Velocity Reviews - Computer Hardware Reviews

Velocity Reviews > Newsgroups > Programming > Python > iglob performance no better than glob

Reply
Thread Tools

iglob performance no better than glob

 
 
Kyp
Guest
Posts: n/a
 
      01-31-2010
I have a dir with a large # of files that I need to perform operations
on, but only needing to access a subset of the files, i.e. the first
100 files.

Using glob is very slow, so I ran across iglob, which returns an
iterator, which seemed just like what I wanted.
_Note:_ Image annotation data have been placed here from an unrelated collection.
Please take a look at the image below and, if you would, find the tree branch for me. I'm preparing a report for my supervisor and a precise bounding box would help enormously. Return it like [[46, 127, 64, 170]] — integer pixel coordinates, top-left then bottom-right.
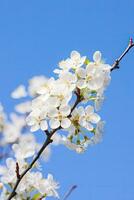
[[7, 39, 134, 200], [7, 93, 81, 200], [62, 185, 77, 200], [111, 38, 134, 72]]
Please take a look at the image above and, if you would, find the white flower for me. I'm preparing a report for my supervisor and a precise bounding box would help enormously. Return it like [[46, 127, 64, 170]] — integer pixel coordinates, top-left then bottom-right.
[[0, 103, 6, 133], [93, 51, 102, 63], [60, 72, 77, 91], [48, 106, 71, 129], [62, 136, 85, 153], [12, 134, 37, 160], [80, 105, 100, 131], [15, 101, 31, 114], [28, 76, 48, 96], [11, 85, 27, 99], [70, 51, 86, 69], [91, 121, 105, 144], [37, 78, 55, 95], [54, 51, 86, 74], [76, 51, 111, 90], [26, 108, 48, 132]]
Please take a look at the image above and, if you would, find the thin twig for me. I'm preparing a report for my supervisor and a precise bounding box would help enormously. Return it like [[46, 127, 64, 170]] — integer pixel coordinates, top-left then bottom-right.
[[7, 95, 81, 200], [15, 162, 20, 179], [7, 39, 134, 200], [111, 38, 134, 71], [62, 185, 77, 200]]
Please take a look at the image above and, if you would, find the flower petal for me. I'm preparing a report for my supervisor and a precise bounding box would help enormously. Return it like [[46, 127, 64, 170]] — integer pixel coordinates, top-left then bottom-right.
[[49, 119, 60, 129], [93, 51, 101, 63], [61, 118, 71, 128]]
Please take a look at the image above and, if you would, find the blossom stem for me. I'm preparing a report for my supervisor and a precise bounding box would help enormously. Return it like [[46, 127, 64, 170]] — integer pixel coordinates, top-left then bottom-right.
[[111, 38, 134, 71], [7, 93, 81, 200]]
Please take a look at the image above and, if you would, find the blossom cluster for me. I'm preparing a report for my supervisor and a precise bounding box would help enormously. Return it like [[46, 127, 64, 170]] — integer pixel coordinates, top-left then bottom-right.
[[0, 51, 111, 200], [26, 51, 111, 152]]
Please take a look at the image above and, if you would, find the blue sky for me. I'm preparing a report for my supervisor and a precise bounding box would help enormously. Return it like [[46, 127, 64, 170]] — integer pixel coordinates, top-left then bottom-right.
[[0, 0, 134, 200]]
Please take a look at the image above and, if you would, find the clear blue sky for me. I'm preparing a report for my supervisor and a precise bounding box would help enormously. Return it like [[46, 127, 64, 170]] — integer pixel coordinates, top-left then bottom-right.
[[0, 0, 134, 200]]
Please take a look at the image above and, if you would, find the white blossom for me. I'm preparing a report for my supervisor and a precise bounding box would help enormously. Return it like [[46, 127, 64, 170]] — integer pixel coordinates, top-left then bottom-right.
[[11, 85, 27, 99]]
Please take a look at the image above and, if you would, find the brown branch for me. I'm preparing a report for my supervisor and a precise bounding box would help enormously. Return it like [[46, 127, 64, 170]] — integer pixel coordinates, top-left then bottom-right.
[[7, 39, 134, 200], [15, 162, 20, 179], [7, 94, 81, 200], [111, 38, 134, 71], [62, 185, 77, 200]]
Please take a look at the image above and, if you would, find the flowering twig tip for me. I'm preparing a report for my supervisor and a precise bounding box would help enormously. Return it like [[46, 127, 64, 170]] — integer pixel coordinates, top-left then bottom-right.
[[129, 37, 133, 45], [16, 162, 20, 179]]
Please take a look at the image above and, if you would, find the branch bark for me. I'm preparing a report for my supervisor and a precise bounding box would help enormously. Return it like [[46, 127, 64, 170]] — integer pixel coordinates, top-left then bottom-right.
[[111, 38, 134, 72], [7, 93, 81, 200], [7, 39, 134, 200]]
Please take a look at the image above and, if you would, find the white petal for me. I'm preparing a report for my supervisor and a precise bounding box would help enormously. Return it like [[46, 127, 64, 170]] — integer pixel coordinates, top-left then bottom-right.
[[90, 113, 101, 124], [85, 123, 94, 131], [59, 105, 71, 116], [48, 108, 59, 118], [70, 51, 80, 60], [11, 85, 27, 99], [61, 118, 71, 128], [76, 68, 86, 78], [85, 105, 94, 115], [30, 124, 40, 132], [77, 79, 87, 89], [49, 119, 60, 129], [40, 120, 48, 131], [93, 51, 101, 63]]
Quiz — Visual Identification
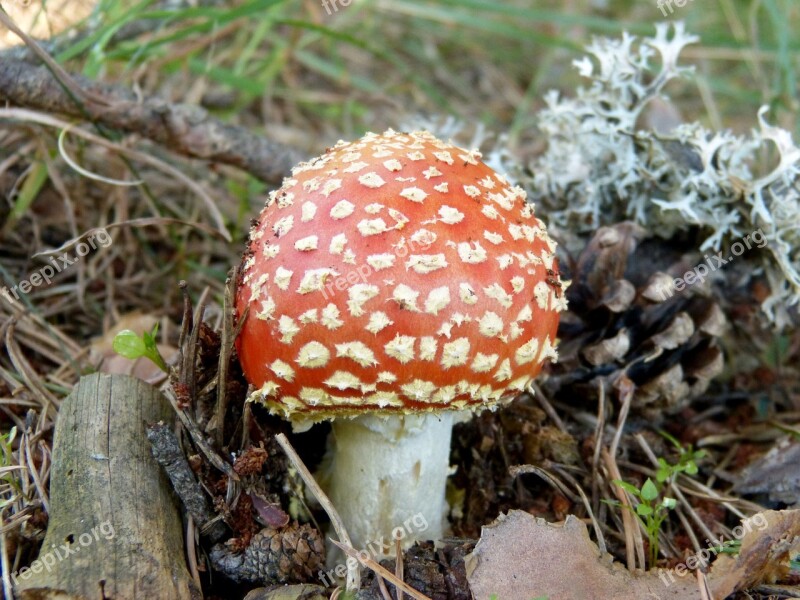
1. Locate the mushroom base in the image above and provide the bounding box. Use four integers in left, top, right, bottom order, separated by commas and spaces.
327, 411, 454, 566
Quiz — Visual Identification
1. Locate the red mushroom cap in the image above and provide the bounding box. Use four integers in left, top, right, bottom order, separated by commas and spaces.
236, 130, 566, 421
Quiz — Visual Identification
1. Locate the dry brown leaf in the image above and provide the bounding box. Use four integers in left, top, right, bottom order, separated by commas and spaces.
710, 510, 800, 598
466, 511, 800, 600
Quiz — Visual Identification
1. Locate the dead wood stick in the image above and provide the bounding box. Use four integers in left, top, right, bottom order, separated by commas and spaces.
0, 58, 302, 183
12, 374, 201, 600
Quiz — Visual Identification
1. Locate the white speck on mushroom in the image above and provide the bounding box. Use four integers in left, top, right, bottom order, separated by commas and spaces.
419, 335, 439, 360
492, 358, 511, 381
275, 266, 294, 291
406, 253, 447, 275
483, 231, 503, 245
497, 254, 514, 271
458, 150, 483, 165
464, 185, 481, 198
303, 177, 319, 192
269, 359, 294, 382
400, 187, 428, 204
539, 336, 558, 362
300, 202, 317, 223
294, 235, 319, 252
433, 150, 453, 165
425, 285, 450, 315
278, 315, 300, 344
300, 387, 331, 406
436, 321, 453, 339
296, 341, 331, 369
321, 302, 344, 331
458, 283, 478, 304
323, 371, 364, 390
347, 283, 380, 317
261, 244, 281, 258
392, 283, 419, 312
514, 337, 539, 365
378, 371, 397, 383
458, 242, 486, 264
297, 308, 317, 325
478, 310, 503, 337
328, 233, 347, 254
533, 281, 550, 308
297, 268, 339, 294
483, 282, 512, 308
440, 338, 470, 369
331, 200, 356, 219
336, 342, 378, 367
383, 333, 417, 364
358, 171, 386, 189
469, 352, 500, 373
364, 310, 394, 334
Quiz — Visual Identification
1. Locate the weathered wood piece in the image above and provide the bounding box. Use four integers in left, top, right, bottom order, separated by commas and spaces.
13, 374, 202, 600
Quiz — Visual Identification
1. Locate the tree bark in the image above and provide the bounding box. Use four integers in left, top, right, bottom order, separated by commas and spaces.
12, 374, 202, 600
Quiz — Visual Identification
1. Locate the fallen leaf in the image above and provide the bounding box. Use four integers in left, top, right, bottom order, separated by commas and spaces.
466, 510, 800, 600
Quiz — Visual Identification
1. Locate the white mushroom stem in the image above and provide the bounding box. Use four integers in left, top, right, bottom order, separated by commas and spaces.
328, 411, 453, 564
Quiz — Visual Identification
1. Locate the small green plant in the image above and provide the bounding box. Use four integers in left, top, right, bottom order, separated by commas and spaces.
607, 431, 706, 567
113, 323, 167, 373
609, 477, 677, 567
0, 426, 22, 508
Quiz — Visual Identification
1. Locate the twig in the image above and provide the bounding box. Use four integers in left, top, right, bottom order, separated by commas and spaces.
215, 267, 236, 448
147, 423, 225, 543
275, 433, 360, 593
0, 59, 303, 183
331, 540, 431, 600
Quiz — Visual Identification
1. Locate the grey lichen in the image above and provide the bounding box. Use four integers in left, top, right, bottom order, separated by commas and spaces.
520, 22, 800, 326
414, 22, 800, 327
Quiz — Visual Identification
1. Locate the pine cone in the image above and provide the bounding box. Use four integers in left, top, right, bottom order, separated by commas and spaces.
543, 222, 726, 419
210, 523, 325, 585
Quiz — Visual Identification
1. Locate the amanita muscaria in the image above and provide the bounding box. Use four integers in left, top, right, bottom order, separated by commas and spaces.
236, 130, 566, 560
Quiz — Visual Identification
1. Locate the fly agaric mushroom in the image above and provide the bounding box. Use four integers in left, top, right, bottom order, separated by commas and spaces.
236, 130, 566, 560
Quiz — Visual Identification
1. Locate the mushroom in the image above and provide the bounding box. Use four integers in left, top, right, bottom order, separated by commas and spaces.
236, 130, 566, 560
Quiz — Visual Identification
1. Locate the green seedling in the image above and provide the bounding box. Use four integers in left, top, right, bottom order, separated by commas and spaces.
113, 323, 168, 373
608, 431, 706, 567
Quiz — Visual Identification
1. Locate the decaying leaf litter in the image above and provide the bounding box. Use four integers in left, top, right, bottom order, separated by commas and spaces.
0, 2, 800, 598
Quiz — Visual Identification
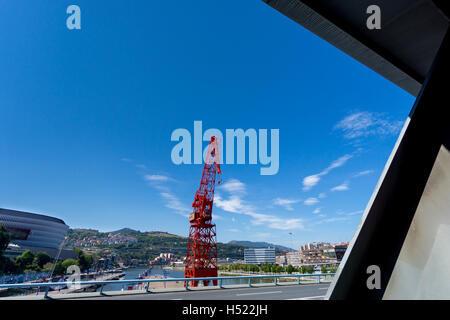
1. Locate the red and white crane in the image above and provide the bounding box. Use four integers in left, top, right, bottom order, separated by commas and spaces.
184, 136, 222, 287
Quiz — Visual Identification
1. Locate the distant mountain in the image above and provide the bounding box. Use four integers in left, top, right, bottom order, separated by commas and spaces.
228, 240, 295, 251
110, 228, 140, 234
65, 228, 246, 262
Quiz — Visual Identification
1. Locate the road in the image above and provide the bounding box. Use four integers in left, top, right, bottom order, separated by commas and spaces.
73, 283, 329, 300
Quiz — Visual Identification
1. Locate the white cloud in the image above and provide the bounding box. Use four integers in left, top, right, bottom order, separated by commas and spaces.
303, 197, 319, 206
221, 179, 246, 193
303, 174, 321, 191
314, 215, 350, 224
214, 179, 304, 230
347, 210, 364, 216
144, 174, 170, 181
334, 111, 403, 139
354, 170, 373, 178
331, 182, 349, 191
273, 198, 300, 211
303, 154, 352, 191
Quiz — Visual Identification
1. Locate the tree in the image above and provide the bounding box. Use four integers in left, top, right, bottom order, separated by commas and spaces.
286, 265, 294, 274
62, 258, 78, 272
0, 223, 11, 257
16, 250, 34, 270
33, 251, 51, 269
53, 261, 66, 276
73, 248, 94, 271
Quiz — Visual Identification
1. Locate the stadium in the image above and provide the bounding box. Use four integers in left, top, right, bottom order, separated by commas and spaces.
0, 208, 69, 257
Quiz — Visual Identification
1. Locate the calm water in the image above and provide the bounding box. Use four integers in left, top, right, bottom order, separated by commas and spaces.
97, 267, 184, 291
97, 267, 294, 291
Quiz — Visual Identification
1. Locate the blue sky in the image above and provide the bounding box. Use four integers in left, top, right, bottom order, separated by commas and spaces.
0, 0, 414, 247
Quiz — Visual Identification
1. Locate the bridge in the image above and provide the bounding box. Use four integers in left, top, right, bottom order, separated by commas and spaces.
0, 273, 334, 300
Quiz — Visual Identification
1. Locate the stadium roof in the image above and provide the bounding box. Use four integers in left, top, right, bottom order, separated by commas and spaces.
263, 0, 450, 96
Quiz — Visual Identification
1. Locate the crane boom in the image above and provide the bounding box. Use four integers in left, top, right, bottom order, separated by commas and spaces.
184, 136, 222, 287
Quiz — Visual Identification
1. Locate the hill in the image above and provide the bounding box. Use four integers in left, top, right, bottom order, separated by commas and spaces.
228, 240, 296, 251
65, 228, 246, 262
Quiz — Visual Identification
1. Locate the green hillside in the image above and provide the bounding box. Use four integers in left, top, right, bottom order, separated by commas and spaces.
66, 228, 246, 262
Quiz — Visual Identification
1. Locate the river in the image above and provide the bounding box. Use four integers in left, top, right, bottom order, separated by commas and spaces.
97, 267, 273, 291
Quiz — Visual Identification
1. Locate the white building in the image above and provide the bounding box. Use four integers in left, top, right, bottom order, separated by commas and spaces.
244, 247, 275, 264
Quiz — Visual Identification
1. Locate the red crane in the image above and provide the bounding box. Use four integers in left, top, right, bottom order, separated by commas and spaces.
184, 136, 222, 287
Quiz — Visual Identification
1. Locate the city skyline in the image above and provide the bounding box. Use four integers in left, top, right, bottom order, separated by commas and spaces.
0, 1, 414, 248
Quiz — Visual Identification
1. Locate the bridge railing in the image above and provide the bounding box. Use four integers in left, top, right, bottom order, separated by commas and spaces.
0, 273, 335, 298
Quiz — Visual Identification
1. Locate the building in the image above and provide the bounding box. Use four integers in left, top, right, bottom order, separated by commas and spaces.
286, 251, 304, 267
276, 255, 286, 266
244, 247, 275, 264
264, 0, 450, 301
0, 208, 76, 259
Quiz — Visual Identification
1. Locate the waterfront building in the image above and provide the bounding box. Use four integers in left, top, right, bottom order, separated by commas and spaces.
244, 247, 275, 264
0, 208, 76, 259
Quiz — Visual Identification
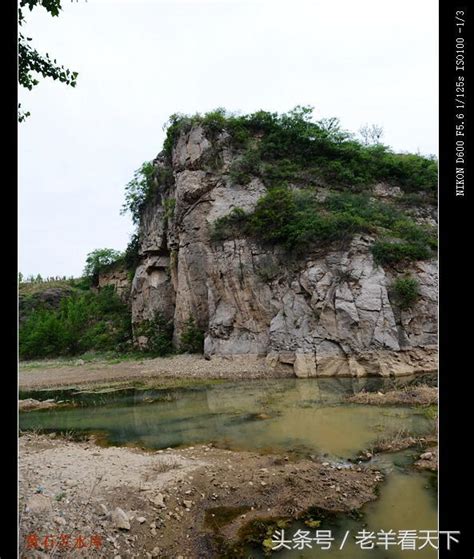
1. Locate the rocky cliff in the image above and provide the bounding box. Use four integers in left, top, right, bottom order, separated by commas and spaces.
131, 120, 437, 377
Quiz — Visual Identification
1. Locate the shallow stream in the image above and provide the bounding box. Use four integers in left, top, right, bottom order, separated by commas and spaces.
20, 378, 437, 559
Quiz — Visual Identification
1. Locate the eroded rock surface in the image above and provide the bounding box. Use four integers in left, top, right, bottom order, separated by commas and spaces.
131, 127, 437, 377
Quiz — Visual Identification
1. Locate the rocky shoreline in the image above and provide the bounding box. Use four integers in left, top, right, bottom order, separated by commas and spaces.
20, 433, 383, 559
19, 348, 437, 390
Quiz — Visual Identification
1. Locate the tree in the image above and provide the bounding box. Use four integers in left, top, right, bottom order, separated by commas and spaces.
18, 0, 78, 122
359, 124, 383, 146
84, 248, 122, 281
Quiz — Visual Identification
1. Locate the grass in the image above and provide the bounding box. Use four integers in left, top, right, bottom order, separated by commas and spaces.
164, 106, 437, 198
347, 384, 438, 406
211, 187, 437, 264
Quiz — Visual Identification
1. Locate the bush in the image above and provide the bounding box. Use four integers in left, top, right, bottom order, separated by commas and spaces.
19, 287, 131, 359
391, 276, 420, 310
371, 241, 432, 265
123, 233, 140, 272
164, 106, 438, 194
121, 161, 157, 225
135, 312, 173, 357
179, 317, 204, 353
212, 187, 436, 264
84, 248, 123, 284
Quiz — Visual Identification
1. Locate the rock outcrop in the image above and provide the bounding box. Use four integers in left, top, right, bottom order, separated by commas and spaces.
130, 126, 437, 377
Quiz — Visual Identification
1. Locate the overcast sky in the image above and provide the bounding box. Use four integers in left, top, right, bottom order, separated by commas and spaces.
19, 0, 438, 276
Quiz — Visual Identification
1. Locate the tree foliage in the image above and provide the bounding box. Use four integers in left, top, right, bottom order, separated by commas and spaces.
18, 0, 78, 122
84, 248, 123, 280
19, 287, 131, 359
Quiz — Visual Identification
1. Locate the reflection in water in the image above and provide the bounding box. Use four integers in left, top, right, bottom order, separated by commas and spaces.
20, 379, 436, 458
20, 378, 436, 559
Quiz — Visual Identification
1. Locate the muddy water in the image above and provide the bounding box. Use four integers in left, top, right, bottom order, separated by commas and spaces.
20, 379, 431, 458
262, 451, 437, 559
20, 379, 436, 559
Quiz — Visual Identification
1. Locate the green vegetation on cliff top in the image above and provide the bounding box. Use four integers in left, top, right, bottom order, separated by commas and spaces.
124, 107, 437, 265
I could iterate over
the files that I wanted, not having to read the entire dir.

So the iglob was faster, but accessing the first file took about the
same time as glob.glob.

Here's some code to compare glob vs. iglob performance, it outputs
the time before/after a glob.iglob('*.*') files.next() sequence and a
glob.glob('*.*') sequence.

#!/usr/bin/env python

import glob,time
print '\nTest of glob.iglob'
print 'before iglob:', time.asctime()
files = glob.iglob('*.*')
print 'after iglob:',time.asctime()
print files.next()
print 'after files.next():', time.asctime()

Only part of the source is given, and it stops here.